Ide makan siang gratis untuk anak sekolah sebenarnya telah dikerjakan sejak zaman presiden Suharto, tepatnya di daerah daerah miskin, terluar, dan desa terpencil, atau yang dikenal dengan istilah Pemberian Makanan Tambahan Anak Sekolah (PMT AS). Pemberian PMT AS diberikan tambahan sebanyak 300 kalori, 5 gram protein hewani dari makanan lokal yang digemari yang dikelola oleh komite sekolah. Tujuan PMT AS adalah untuk memprdayakan masyarakat dan tidak membebani uang negara. Sebagian akademisi yang pernah terlibat dalam PMT AS dapat memberikan pengalaman di daerah. Sayangnya program ini hilang dengan adanya desentralisasi pasca reformasi.
Implementasi program makan siang gratis bisa diberikan secara bertahap melalui pemberian susu sapi sebagai uji coba, sambil melakukan koordinasi, kolaborasi, konsistensi, komunikasi, sinkronisasi sampai evaluasi untuk peningkatan program lanjutan.

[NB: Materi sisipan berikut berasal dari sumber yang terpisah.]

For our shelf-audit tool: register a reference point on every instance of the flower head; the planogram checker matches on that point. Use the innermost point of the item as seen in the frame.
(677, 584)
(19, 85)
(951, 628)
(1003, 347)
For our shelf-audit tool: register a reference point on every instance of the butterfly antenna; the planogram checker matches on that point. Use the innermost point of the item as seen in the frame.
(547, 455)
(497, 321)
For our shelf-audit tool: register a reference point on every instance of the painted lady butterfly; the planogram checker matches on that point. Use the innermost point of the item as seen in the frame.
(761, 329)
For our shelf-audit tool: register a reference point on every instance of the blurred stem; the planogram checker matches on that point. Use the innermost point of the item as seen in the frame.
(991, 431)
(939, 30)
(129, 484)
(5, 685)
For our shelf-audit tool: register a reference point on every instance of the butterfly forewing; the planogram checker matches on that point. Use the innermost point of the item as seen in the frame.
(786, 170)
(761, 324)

Ikatan Dokter Indonesia (IDI) mempunyai pengalaman panjang dan juga terlibat langsung evaluasi PMT AS.
Di negara maju, sekolah turut dilengkapi dengan dapur, kantin, lunch hall di setiap sekolah sambil diberikan edukasi tentang gizi, hygiene, sanitasi untuk tumbuh, kembang, kecerdasan, dan mencegah sakit sekaligus imunisasi. Secara berkala mereka diukur tinggi badan dan berat badan sambil diberikan pendidikan, pemahaman tentang kesehatan, dan gizi untuk kecerdasan. Pemberian makan gratis termasuk menghadirkan makanan lengkap sekaligus mencegah bahaya keracunan. Anak dididik untuk mencuci tangan menggunakan sabun dengan air yang mengalir, mengenalkan makan-makanan lokal yang bergizi tinggi, sampai memperkenalkan sayuran dan buah-buahan di daerah yang melimpah. Perlu diketahui juga, jika di negara maju, siswa miskin mendapatkan subsidi membeli makanan murah di kantin sekolah yang berstandar asupan energi, protein, serta vitamin dan mineral.

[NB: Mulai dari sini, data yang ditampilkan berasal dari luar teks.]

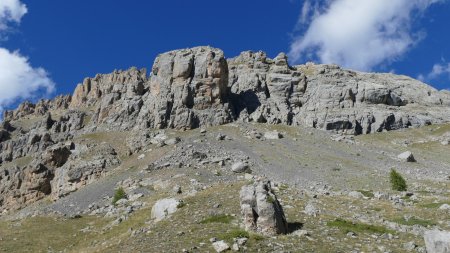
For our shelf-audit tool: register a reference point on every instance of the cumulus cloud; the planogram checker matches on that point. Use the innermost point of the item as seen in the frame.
(18, 79)
(438, 70)
(357, 34)
(11, 11)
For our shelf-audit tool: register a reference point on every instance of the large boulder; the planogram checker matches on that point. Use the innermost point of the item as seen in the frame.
(437, 241)
(261, 210)
(406, 157)
(164, 207)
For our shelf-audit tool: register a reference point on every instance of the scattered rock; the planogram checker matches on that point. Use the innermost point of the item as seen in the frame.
(177, 189)
(444, 207)
(172, 141)
(163, 208)
(273, 135)
(406, 157)
(356, 195)
(220, 137)
(220, 246)
(311, 210)
(240, 167)
(437, 241)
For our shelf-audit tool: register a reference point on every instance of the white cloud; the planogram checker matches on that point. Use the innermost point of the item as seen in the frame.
(18, 80)
(438, 70)
(357, 34)
(11, 11)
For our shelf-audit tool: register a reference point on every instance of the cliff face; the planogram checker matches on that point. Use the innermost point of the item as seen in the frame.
(191, 88)
(197, 87)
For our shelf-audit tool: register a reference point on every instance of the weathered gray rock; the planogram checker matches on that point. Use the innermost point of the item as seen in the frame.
(406, 157)
(437, 241)
(220, 246)
(330, 98)
(197, 88)
(273, 135)
(240, 167)
(261, 210)
(92, 162)
(356, 195)
(163, 208)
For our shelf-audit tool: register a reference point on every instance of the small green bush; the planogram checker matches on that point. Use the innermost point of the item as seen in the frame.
(235, 233)
(221, 218)
(348, 226)
(368, 194)
(398, 183)
(118, 195)
(414, 221)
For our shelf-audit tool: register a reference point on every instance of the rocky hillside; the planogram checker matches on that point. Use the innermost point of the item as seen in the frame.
(259, 119)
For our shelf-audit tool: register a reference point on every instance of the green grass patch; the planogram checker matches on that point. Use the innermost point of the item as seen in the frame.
(414, 221)
(235, 233)
(398, 183)
(221, 218)
(433, 205)
(367, 194)
(348, 226)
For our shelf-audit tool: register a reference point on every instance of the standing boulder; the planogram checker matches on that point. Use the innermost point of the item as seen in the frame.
(261, 210)
(406, 157)
(437, 241)
(164, 207)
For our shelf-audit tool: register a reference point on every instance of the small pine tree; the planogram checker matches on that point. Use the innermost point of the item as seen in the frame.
(398, 183)
(118, 195)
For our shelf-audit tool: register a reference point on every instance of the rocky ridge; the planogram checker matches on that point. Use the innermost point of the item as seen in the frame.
(194, 88)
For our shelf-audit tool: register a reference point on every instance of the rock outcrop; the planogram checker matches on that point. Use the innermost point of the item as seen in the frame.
(437, 241)
(193, 88)
(261, 210)
(331, 98)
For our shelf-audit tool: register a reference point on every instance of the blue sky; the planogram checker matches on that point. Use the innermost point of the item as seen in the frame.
(61, 42)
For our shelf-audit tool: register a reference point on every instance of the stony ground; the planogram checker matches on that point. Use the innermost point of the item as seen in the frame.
(334, 189)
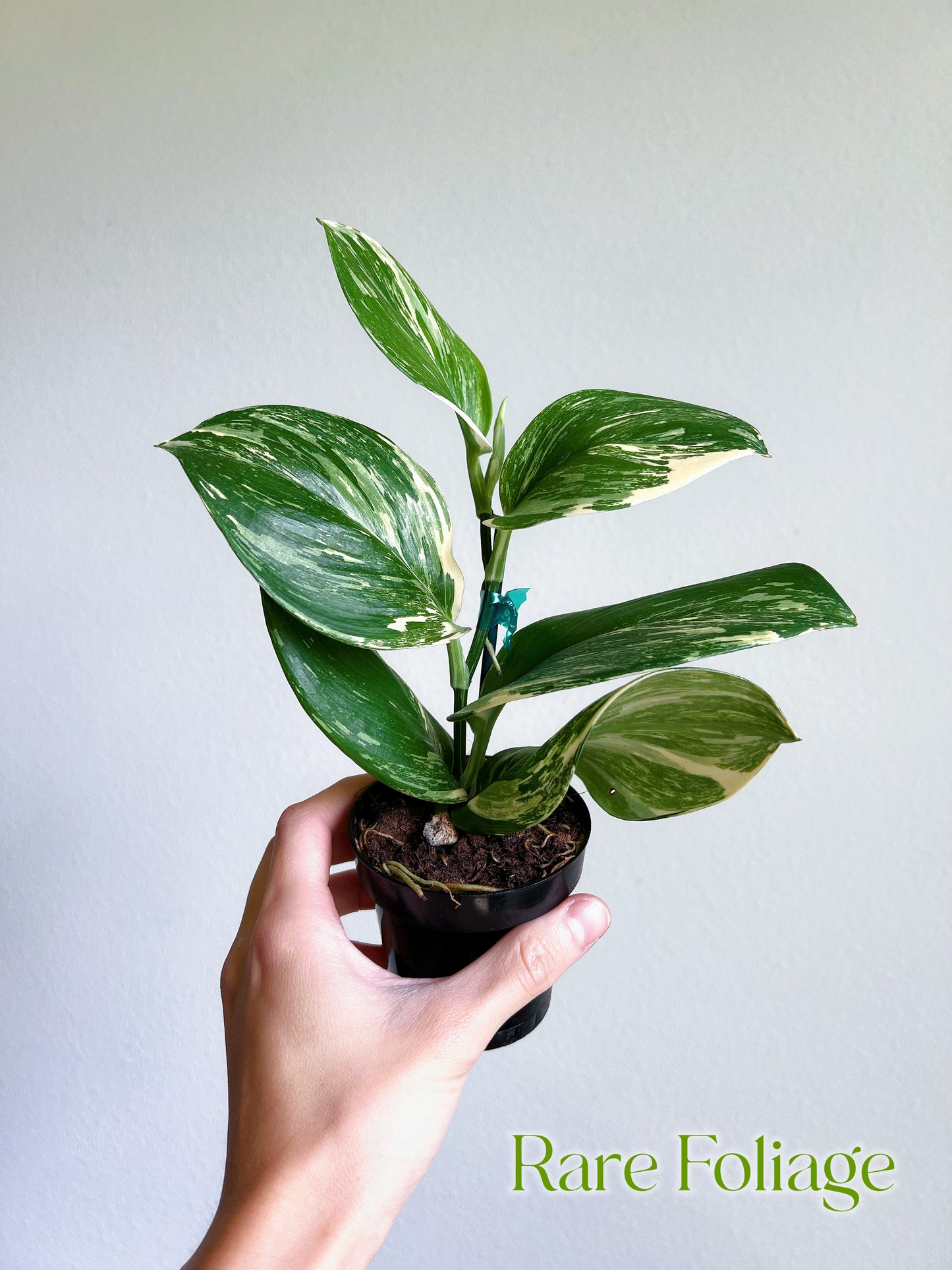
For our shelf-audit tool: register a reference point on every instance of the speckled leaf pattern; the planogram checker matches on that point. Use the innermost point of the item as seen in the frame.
(366, 709)
(408, 330)
(520, 788)
(679, 741)
(667, 629)
(333, 520)
(600, 450)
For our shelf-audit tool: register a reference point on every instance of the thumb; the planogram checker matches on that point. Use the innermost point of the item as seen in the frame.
(524, 963)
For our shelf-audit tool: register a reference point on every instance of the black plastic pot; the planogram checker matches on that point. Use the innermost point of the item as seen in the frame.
(432, 937)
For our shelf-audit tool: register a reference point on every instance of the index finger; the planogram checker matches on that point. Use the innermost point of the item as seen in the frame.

Selain itu, di negara maju juga telah dilakukan pemberian voucher pada ibu hamil, bayi, anak balita dari keluarga-keluarga yang membutuhkan bantuan. Program pemberian makan gratis perlu pendekatan local food based yang ada di daerah tersebut dan melalui pendekatan siklus hidup. Pemberian makan siang gratis harus berdasarkan pada sasaran yang tepat, yakni bagi siswa yang membutuhkan, dan akan lebih baik lagi jika bisa by name dan by address.

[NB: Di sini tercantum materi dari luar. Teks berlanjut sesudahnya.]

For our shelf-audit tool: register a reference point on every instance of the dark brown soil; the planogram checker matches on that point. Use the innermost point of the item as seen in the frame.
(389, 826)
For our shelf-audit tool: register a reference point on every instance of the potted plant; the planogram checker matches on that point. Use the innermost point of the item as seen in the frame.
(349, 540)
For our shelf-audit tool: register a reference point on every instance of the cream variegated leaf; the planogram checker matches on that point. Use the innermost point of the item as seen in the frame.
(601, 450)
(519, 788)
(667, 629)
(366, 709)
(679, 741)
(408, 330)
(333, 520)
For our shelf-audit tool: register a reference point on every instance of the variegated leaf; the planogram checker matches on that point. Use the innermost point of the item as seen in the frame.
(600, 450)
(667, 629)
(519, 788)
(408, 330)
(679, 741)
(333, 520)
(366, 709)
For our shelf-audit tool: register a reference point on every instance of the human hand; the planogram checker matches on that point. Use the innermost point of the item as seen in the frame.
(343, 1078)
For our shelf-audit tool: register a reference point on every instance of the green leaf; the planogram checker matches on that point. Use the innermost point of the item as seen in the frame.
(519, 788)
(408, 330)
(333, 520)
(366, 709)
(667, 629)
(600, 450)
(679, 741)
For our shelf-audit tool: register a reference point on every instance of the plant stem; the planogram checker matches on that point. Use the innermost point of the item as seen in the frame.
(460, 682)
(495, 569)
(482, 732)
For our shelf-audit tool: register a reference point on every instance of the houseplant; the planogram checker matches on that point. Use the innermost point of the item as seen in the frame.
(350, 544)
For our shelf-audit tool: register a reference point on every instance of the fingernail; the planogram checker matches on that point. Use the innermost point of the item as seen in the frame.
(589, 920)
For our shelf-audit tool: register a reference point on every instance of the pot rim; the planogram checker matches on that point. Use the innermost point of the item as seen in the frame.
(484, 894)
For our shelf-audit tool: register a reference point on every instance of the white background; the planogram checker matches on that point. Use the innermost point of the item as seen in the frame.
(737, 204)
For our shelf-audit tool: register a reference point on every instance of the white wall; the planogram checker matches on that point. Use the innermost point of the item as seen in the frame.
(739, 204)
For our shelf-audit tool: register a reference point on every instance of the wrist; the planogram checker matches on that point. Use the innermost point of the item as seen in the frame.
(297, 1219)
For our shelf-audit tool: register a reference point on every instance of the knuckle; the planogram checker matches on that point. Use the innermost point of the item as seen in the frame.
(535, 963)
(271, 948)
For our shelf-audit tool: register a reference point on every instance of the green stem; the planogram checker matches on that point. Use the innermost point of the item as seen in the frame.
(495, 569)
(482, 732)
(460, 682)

Akhir kata, sebenarnya prioritas penerima makan siang gratis seharusnya merupakan anak-anak yang terganggu tumbuh kembangnya, terkena stunting, hingga remaja putri yang menderita anemia gizi. Oleh sebab itu, perlu adanya penyempurnaan data penerima. Lalu, perlu membuat peraturan sekaligus petunjuk pelaksanaan untuk membuat kriteria terkait siapa saja yang berhak menerima sampai regulasi sekaligus sanksi bagi yang menyelewengkan program ini. Semoga jika nantinya dijalankan bisa tepat sasaran.